[tdwg-content] New Darwin Core terms proposed relating to material samples

Richard Pyle deepreef at bishopmuseum.org
Sun May 26 23:34:02 CEST 2013

Thanks for the *EXCELLENT* post -- this gets to the heart of what I was
trying to ask. I don't have time to respond in detail, but will come back to
this in a bit.






From: tdwg-content-bounces at lists.tdwg.org
[mailto:tdwg-content-bounces at lists.tdwg.org] On Behalf Of Steve Baskauf
Sent: Sunday, May 26, 2013 3:09 AM
To: Robert Guralnick
Cc: TDWG Content Mailing List; Robert Whitton; John Deck;
rlwalls2008 at gmail.com
Subject: Re: [tdwg-content] New Darwin Core terms proposed relating to
material samples


I suppose that Rich and Rob W. have already looked at
http://code.google.com/p/darwin-sw/wiki/TaxonomicHeterogeneity .  I think it
pretty much encapsulates what they are talking about.  I should note that
the way DSW defines dsw:IndividualOrganism does not require it to be a
single organism.  It can be a collection of organisms (herd, colony, school)
or part of an organism (tissue).  The basic requirement is that it is a
"taxonomically homogeneous entity".  In a variant form of DSW (dsw_alt.owl)
we included "taxonomically heterogeneous entity" (THeE) which would
basically include what Rich and Rob W. are talking about (lots of organisms
which are seperatable and aren't necessarily from the same lowest taxonomic
level).  It should be no surprise that THeE does what Rich wants because we
included it in DSW because during the preceding discussion Rich said he
wanted something like it.  In dsw_alt.owl, properties like "hasPart" and
"isPartOf" are used to connect physical entities whose properties can be
inferred by inheritance.  What this diagram includes that Rich did not
mention are "tokens" (evidence).  We defined a class for evidence, but we
also considered not having evidence being an explicit class.  Not defining
an explicit Token class would have simplified the diagram at the bottom of
the page - one could just say that there should be evidence and it should be
linked to the resource it documents.  Token and THeE/IndividualOrganism are
not disjoint classes - the physical entity can be the evidence if somebody
"owns" it and makes it available for people to examine.  However, in DSW,
Token and THeE are not synonymous because we allow evidence to include
things that are not physically derived from the entity (e.g. images, sounds,
string data records) in addition to physical specimens.
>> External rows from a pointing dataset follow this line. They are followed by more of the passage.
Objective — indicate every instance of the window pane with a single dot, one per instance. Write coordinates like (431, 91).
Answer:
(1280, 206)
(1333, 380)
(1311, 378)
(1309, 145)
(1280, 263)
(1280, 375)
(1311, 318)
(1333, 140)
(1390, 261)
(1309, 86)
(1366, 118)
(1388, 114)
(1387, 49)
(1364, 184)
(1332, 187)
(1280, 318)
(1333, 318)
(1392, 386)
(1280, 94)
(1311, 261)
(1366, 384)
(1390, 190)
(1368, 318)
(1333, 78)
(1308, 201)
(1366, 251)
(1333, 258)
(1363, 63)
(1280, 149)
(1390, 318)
I think that we have to be careful when we say "we don't need X", "there is
pressing value for X but not for Y", "X is too vaguely defined", etc.
MaterialSample does exactly what the metagenomics people need because they
invented it to serve the purposes they want it to serve (handle material
samples in which one may or may not ever know what all organisms are
included or even if there are organisms in it).  Individual (sensu
Pyle/Whitton)/THeH is just vague enough to do what Rich and Rob W. want it
to do with their lots and specimens, but is too vague for Rob G.
IndividualOrganism (sensu DSW) and Token does exactly what Cam Webb and I
want it to do with our images, specimens, DNA samples, and data records, and
the requirement that IndividualOrganism be taxonomically homogeneous allows
us to infer that a determination applied to one resource also applies to
other resources which are derived from the same IndividualOrganism (a
requirement not stated by the others) but it's too restrictive for both Rob
G and Rich.  If we start in on the game of saying "WE need the features that
I think are important but not the features that YOU think are important"
then we are in for another month of massive email traffic on this list and
will end up no better off than we were when we started.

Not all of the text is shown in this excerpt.